Whatever I'm enthused about at the moment ;-p

IRC Database Project: An Attempt At Finding Local IRC Users :-P

2005-07-18 - Category: computing

<< 4th of July Parade 2007

It's amazing just how much information about a person you can gather on IRC. In fact, I really can't think of any other Internet resource that automatically offers so much information about a person. From a simple IRC /whois you can usually get someone's name and IP address. And from the IP address, you can deduce their ISP and location. This is all assuming, of course, that they include their name in their IRC client setup info and that their hostname isn't cloaked. About a month ago I decided I wanted to see if I could build a database of IRC users so I could search for local geeks. Why? Well, I've met local geeks before and it's a lot of fun getting together with people of like mind. Anyway, the following is the tale of how I went about this endeavor.
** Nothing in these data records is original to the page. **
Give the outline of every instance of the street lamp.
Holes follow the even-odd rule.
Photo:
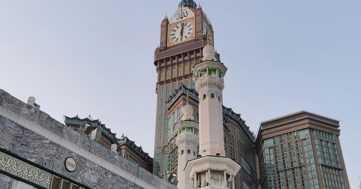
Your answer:
[[[171,174],[172,174],[172,175],[173,176],[173,177],[176,176],[177,176],[177,175],[175,174],[175,173],[174,172],[171,172],[171,173],[167,173],[166,174],[165,174],[164,175],[161,175],[161,176],[159,176],[159,177],[161,178],[163,176],[165,176],[165,175],[170,175]]]
[[[162,176],[168,175],[169,176],[168,176],[168,177],[167,178],[167,181],[174,185],[177,185],[178,184],[178,180],[175,179],[175,177],[177,175],[175,174],[175,173],[174,172],[165,174],[164,175],[159,176],[159,177],[162,178]]]

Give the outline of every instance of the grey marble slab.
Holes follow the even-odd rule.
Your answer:
[[[11,189],[14,179],[0,173],[0,188]]]

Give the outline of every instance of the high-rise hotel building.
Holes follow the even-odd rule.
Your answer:
[[[206,61],[204,47],[208,44],[210,49],[213,49],[211,46],[214,46],[213,28],[202,7],[192,0],[182,0],[174,14],[170,18],[166,15],[162,21],[160,45],[156,49],[154,62],[158,73],[154,174],[159,176],[175,173],[179,176],[177,178],[182,180],[179,183],[182,185],[179,186],[183,188],[188,182],[187,185],[192,186],[192,189],[214,186],[207,185],[212,183],[216,187],[227,185],[232,189],[349,189],[338,139],[340,130],[337,120],[301,111],[262,122],[257,138],[240,114],[224,105],[222,107],[222,118],[219,114],[217,114],[221,121],[213,118],[212,121],[207,121],[205,118],[203,123],[200,122],[200,106],[204,99],[203,94],[199,96],[199,93],[204,91],[195,89],[196,83],[192,78],[195,77],[196,80],[197,78],[223,76],[225,73],[217,72],[222,70],[219,69],[223,66],[222,63],[213,67],[199,67]],[[220,62],[219,54],[214,53],[207,64],[213,65],[210,63],[212,61]],[[192,74],[195,73],[195,68],[199,69],[196,75]],[[211,90],[218,87],[212,87],[214,89]],[[223,97],[220,94],[214,93],[212,96],[210,93],[207,98],[210,98],[208,99],[210,100],[220,96],[217,99],[221,103]],[[199,133],[196,124],[186,123],[190,121],[184,119],[183,108],[187,104],[186,109],[193,111],[191,121],[199,124]],[[208,109],[203,118],[206,117],[205,115],[213,113],[216,109],[219,110],[214,108]],[[205,123],[207,121],[208,123]],[[216,156],[219,154],[218,156],[230,158],[240,166],[235,175],[227,172],[225,176],[220,174],[220,172],[216,173],[220,176],[219,179],[226,178],[229,183],[224,183],[224,180],[216,181],[213,175],[209,177],[210,174],[216,172],[212,171],[203,170],[194,175],[179,172],[190,170],[183,170],[179,166],[189,166],[186,161],[197,162],[190,159],[196,155],[197,158],[201,158],[199,155],[213,155],[205,152],[206,149],[200,149],[202,140],[201,135],[198,134],[202,133],[203,128],[219,129],[214,125],[215,121],[223,125],[223,134],[219,133],[221,130],[217,132],[223,136],[224,143],[218,140],[219,146],[208,148],[205,144],[203,148],[219,149]],[[214,134],[212,132],[206,133]],[[180,135],[187,134],[192,139],[190,141],[194,141],[199,137],[195,153],[194,147],[191,146],[193,145],[184,145],[177,140],[184,136]],[[216,135],[213,138],[219,138]],[[185,156],[181,157],[182,154]]]
[[[169,120],[165,102],[182,84],[195,88],[192,69],[202,59],[206,33],[213,39],[212,24],[200,6],[192,0],[183,0],[177,9],[170,19],[166,15],[162,21],[160,45],[155,52],[158,77],[153,172],[157,176],[168,171]]]
[[[257,139],[260,188],[350,188],[339,122],[304,111],[262,122]]]

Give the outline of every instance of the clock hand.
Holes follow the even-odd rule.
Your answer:
[[[182,26],[182,28],[180,28],[180,38],[183,38],[183,28],[184,27]]]

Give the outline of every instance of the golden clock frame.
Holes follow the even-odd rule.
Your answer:
[[[170,39],[170,32],[172,31],[172,29],[177,24],[181,23],[184,22],[190,22],[192,24],[192,25],[193,26],[193,30],[192,31],[192,34],[191,34],[191,36],[188,39],[187,39],[184,41],[179,41],[179,42],[175,42],[172,40],[171,39]],[[190,40],[191,40],[192,39],[194,39],[195,36],[195,27],[196,25],[195,24],[194,21],[194,17],[193,17],[190,18],[188,18],[185,20],[183,20],[182,21],[180,21],[179,22],[177,22],[173,23],[173,24],[171,24],[168,26],[168,46],[171,46],[172,45],[177,45],[177,44],[179,44],[180,43],[182,43],[183,42],[185,42],[186,41],[188,41]]]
Networks and Channel Lists

It was my goal to get the largest number of IRC users possible to increase my chances of finding people in my small region of the world. To do this, I wanted to find only the most populated networks and channels and not bother with the small ones. Also the larger channels and networks would be less likely to notice any silly little IRC bots I would create to gather my data, tee hee! Yes, I was rather unsure that some parts of this project were 100% legal :-P Anyway, I first went to places like searchirc.com and irc.netsplit.de to find out what the world's most populated networks were, got the hostnames of about the top 30, and then made a simple bot (I use the POE::Component::IRC module in Perl to make my IRC bots, by the way. Yes, I'm a lame script kiddie XD) to visit each one and do a /list command. Actually, before I made this bot, I was using a program written in C (written by zer0python) that performed the /list on a specified server, but I decided to write my own for the sake of flexibility of features. This worked well only about 50% of the time since many networks truncate the output of the list command. Meh. I then recorded all channels with at least 30 users in a MySQL database so that I would have maximum flexibility for manipulating the data. Perl was a wise choice of programming language for this project since it involved extensive text parsing ;-)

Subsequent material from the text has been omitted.